In a report detailing its findings, the SIU said Mr. Murray and an associate were at the carnival parade in the early evening of July 30, a Saturday. The pair got into a fight with a third man on Lakeshore Boulevard West, which a passerby videoed. They proceeded to attack the photographer, who fled, and Mr. Murray chased after him, firing a pistol, the SIU said.

Two Toronto police officers rushed to the scene on foot, ordering the trio to get down on the ground and repeatedly demanding that Mr. Murray drop his pistol. The SIU said Mr. Murray refused, instead pointing his weapon in the officers' direction as he moved towards them. The officers opened fire, killing him.
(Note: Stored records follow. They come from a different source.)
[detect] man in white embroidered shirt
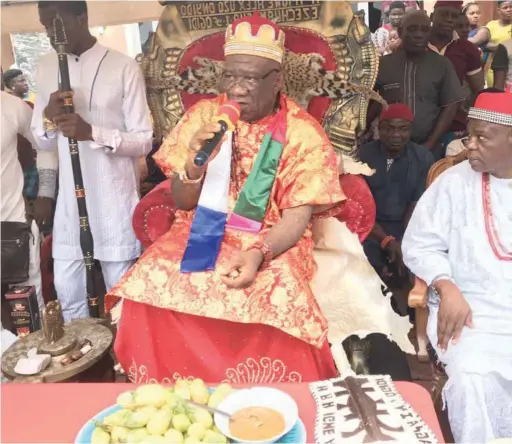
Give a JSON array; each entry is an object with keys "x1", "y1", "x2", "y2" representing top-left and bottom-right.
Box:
[
  {"x1": 402, "y1": 89, "x2": 512, "y2": 443},
  {"x1": 32, "y1": 1, "x2": 152, "y2": 321}
]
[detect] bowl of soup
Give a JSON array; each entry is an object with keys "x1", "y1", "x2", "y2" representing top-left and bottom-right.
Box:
[{"x1": 214, "y1": 387, "x2": 299, "y2": 443}]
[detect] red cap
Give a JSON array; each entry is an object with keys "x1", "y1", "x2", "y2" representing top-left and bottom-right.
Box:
[
  {"x1": 434, "y1": 1, "x2": 463, "y2": 9},
  {"x1": 230, "y1": 12, "x2": 281, "y2": 38},
  {"x1": 379, "y1": 103, "x2": 414, "y2": 122},
  {"x1": 474, "y1": 91, "x2": 512, "y2": 115}
]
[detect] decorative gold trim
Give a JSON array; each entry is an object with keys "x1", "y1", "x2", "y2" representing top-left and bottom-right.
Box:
[
  {"x1": 225, "y1": 22, "x2": 285, "y2": 63},
  {"x1": 224, "y1": 357, "x2": 302, "y2": 384},
  {"x1": 126, "y1": 357, "x2": 303, "y2": 384}
]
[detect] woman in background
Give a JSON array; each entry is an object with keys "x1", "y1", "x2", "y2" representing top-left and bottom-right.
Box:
[
  {"x1": 485, "y1": 1, "x2": 512, "y2": 85},
  {"x1": 465, "y1": 3, "x2": 489, "y2": 43},
  {"x1": 372, "y1": 1, "x2": 406, "y2": 55},
  {"x1": 465, "y1": 3, "x2": 490, "y2": 46},
  {"x1": 464, "y1": 2, "x2": 492, "y2": 83}
]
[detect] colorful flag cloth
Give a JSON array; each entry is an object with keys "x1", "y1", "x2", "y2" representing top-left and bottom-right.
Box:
[
  {"x1": 180, "y1": 132, "x2": 233, "y2": 272},
  {"x1": 227, "y1": 107, "x2": 286, "y2": 233},
  {"x1": 181, "y1": 96, "x2": 287, "y2": 273}
]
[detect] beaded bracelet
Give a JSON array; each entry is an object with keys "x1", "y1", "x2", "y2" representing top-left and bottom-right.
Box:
[{"x1": 381, "y1": 235, "x2": 395, "y2": 249}]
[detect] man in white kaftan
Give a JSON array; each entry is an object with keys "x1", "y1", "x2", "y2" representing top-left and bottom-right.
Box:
[
  {"x1": 31, "y1": 1, "x2": 152, "y2": 321},
  {"x1": 402, "y1": 90, "x2": 512, "y2": 443},
  {"x1": 1, "y1": 91, "x2": 43, "y2": 311}
]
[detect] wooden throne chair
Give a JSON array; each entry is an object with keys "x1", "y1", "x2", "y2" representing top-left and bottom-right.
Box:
[
  {"x1": 127, "y1": 2, "x2": 393, "y2": 373},
  {"x1": 133, "y1": 1, "x2": 381, "y2": 248},
  {"x1": 133, "y1": 0, "x2": 385, "y2": 248}
]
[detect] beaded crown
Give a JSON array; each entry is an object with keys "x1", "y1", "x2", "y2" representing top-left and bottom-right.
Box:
[{"x1": 224, "y1": 13, "x2": 285, "y2": 64}]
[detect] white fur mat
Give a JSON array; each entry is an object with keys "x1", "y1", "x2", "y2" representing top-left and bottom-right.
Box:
[{"x1": 311, "y1": 217, "x2": 414, "y2": 374}]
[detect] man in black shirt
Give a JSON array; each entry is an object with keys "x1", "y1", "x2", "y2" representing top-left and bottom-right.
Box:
[
  {"x1": 359, "y1": 103, "x2": 434, "y2": 281},
  {"x1": 352, "y1": 104, "x2": 433, "y2": 382},
  {"x1": 371, "y1": 10, "x2": 463, "y2": 160}
]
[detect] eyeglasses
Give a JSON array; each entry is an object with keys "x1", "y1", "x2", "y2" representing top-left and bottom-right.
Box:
[{"x1": 221, "y1": 68, "x2": 280, "y2": 91}]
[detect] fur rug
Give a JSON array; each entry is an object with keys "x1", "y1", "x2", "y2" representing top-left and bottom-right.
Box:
[
  {"x1": 148, "y1": 53, "x2": 387, "y2": 110},
  {"x1": 311, "y1": 217, "x2": 415, "y2": 374}
]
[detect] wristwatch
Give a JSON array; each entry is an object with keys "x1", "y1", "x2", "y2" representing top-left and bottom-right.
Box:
[
  {"x1": 249, "y1": 241, "x2": 273, "y2": 270},
  {"x1": 431, "y1": 274, "x2": 454, "y2": 294},
  {"x1": 178, "y1": 168, "x2": 204, "y2": 184}
]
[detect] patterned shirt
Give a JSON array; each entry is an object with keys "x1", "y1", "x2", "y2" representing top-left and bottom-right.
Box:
[{"x1": 376, "y1": 50, "x2": 463, "y2": 144}]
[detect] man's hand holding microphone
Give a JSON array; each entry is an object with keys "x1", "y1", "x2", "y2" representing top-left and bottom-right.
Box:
[
  {"x1": 179, "y1": 100, "x2": 265, "y2": 289},
  {"x1": 185, "y1": 122, "x2": 227, "y2": 180},
  {"x1": 182, "y1": 100, "x2": 241, "y2": 181}
]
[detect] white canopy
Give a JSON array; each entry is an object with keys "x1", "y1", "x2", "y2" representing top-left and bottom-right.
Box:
[{"x1": 1, "y1": 0, "x2": 163, "y2": 34}]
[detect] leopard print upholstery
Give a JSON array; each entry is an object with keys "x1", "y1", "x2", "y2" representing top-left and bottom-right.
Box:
[
  {"x1": 138, "y1": 4, "x2": 382, "y2": 154},
  {"x1": 148, "y1": 51, "x2": 387, "y2": 111}
]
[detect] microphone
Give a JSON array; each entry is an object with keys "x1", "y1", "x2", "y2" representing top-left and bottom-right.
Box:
[{"x1": 193, "y1": 101, "x2": 241, "y2": 167}]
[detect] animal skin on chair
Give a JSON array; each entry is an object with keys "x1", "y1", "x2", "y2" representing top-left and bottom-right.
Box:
[{"x1": 138, "y1": 3, "x2": 383, "y2": 156}]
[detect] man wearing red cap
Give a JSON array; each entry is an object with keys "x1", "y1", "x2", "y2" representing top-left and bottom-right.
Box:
[
  {"x1": 106, "y1": 14, "x2": 345, "y2": 383},
  {"x1": 359, "y1": 104, "x2": 434, "y2": 279},
  {"x1": 358, "y1": 103, "x2": 434, "y2": 376},
  {"x1": 429, "y1": 0, "x2": 484, "y2": 151},
  {"x1": 402, "y1": 89, "x2": 512, "y2": 442}
]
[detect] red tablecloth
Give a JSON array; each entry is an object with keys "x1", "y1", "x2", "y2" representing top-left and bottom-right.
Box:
[{"x1": 1, "y1": 382, "x2": 444, "y2": 443}]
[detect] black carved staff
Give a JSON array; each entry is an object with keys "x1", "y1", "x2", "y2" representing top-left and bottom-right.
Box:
[
  {"x1": 53, "y1": 15, "x2": 99, "y2": 318},
  {"x1": 334, "y1": 377, "x2": 403, "y2": 442}
]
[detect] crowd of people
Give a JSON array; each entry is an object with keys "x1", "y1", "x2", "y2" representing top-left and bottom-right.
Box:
[{"x1": 1, "y1": 1, "x2": 511, "y2": 443}]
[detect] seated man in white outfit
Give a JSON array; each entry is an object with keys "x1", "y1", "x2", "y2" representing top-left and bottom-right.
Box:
[{"x1": 402, "y1": 89, "x2": 512, "y2": 443}]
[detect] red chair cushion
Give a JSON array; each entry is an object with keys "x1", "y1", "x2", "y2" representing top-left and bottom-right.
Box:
[
  {"x1": 132, "y1": 175, "x2": 375, "y2": 248},
  {"x1": 336, "y1": 174, "x2": 376, "y2": 242},
  {"x1": 132, "y1": 180, "x2": 176, "y2": 249},
  {"x1": 177, "y1": 26, "x2": 336, "y2": 124}
]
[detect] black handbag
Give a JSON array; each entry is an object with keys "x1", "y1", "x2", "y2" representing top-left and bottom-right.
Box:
[{"x1": 1, "y1": 221, "x2": 31, "y2": 284}]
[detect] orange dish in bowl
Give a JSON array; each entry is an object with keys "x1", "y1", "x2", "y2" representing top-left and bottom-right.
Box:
[{"x1": 213, "y1": 387, "x2": 299, "y2": 443}]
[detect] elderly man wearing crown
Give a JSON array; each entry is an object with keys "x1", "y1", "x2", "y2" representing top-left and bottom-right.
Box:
[
  {"x1": 402, "y1": 89, "x2": 512, "y2": 443},
  {"x1": 105, "y1": 13, "x2": 352, "y2": 383}
]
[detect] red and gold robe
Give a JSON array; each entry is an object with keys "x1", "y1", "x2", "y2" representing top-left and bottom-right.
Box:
[{"x1": 106, "y1": 95, "x2": 345, "y2": 383}]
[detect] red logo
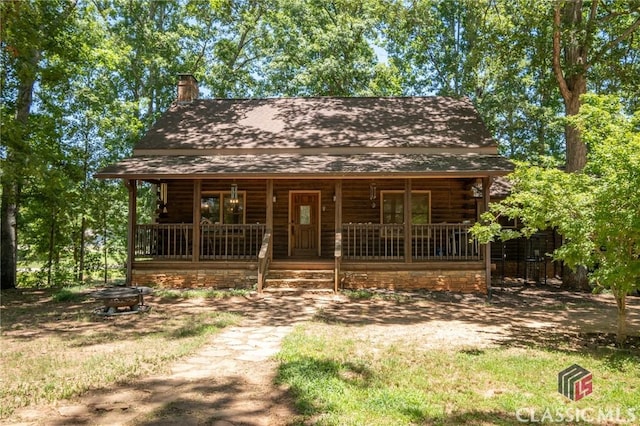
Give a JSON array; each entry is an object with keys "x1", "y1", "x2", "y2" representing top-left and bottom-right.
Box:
[{"x1": 558, "y1": 364, "x2": 592, "y2": 401}]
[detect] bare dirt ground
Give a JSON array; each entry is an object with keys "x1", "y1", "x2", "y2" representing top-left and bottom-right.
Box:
[{"x1": 2, "y1": 281, "x2": 639, "y2": 426}]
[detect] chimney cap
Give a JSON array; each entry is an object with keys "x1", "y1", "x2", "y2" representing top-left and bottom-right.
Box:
[{"x1": 178, "y1": 73, "x2": 198, "y2": 82}]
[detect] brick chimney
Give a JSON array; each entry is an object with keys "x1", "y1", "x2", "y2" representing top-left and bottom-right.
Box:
[{"x1": 177, "y1": 73, "x2": 198, "y2": 103}]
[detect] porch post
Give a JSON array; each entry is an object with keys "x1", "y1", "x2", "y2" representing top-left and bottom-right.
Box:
[
  {"x1": 334, "y1": 180, "x2": 342, "y2": 292},
  {"x1": 404, "y1": 178, "x2": 412, "y2": 263},
  {"x1": 334, "y1": 180, "x2": 342, "y2": 232},
  {"x1": 192, "y1": 180, "x2": 201, "y2": 262},
  {"x1": 125, "y1": 179, "x2": 137, "y2": 286},
  {"x1": 482, "y1": 176, "x2": 493, "y2": 297},
  {"x1": 266, "y1": 179, "x2": 274, "y2": 261}
]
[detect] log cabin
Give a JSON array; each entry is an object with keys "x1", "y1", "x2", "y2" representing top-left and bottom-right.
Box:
[{"x1": 96, "y1": 74, "x2": 513, "y2": 294}]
Ms. Martin, who had nothing to do with any of the commotion, was attending the parade with a couple of friends. When she heard the ruckus, she turned towards it, then suddenly fell to the ground, unaware that she had been shot. The SIU ruled that she was injured by a stray police bullet intended for Mr. Murray.

The SIU assigned six investigators to the case. Both officers at the centre of the incident agreed to be interviewed by the SIU, which also spoke with 28 civilians and six police officers who witnessed the shooting. Investigators also reviewed the notes of a seventh officer and police radio transmission. In addition, the unit collected video of the incident shot by bystanders and examined forensic evidence, including police equipment and a 9 mm black Beretta pistol found at the scene.

SIU director Ian Scott ruled that Mr. Murray was an "imminent threat" to both the police and the nearby crowds.

"He was armed with a hand gun that he had discharged moments before he was shot, refused to comply with lawful police commands, and had aimed the hand gun at one of the subject officers," Mr. Scott said in a statement. "Once the subject officers had the authority to use lethal force, the fact that one of their discharges missed its target and struck an innocent person is a great tragedy. However, given the imminent threat that Mr. Murray represented, I am of the view that the subject officers' discharges were justified."

The SIU is a provincial agency which probes all incidents in which people are killed or injured by police and decides whether to lay charges.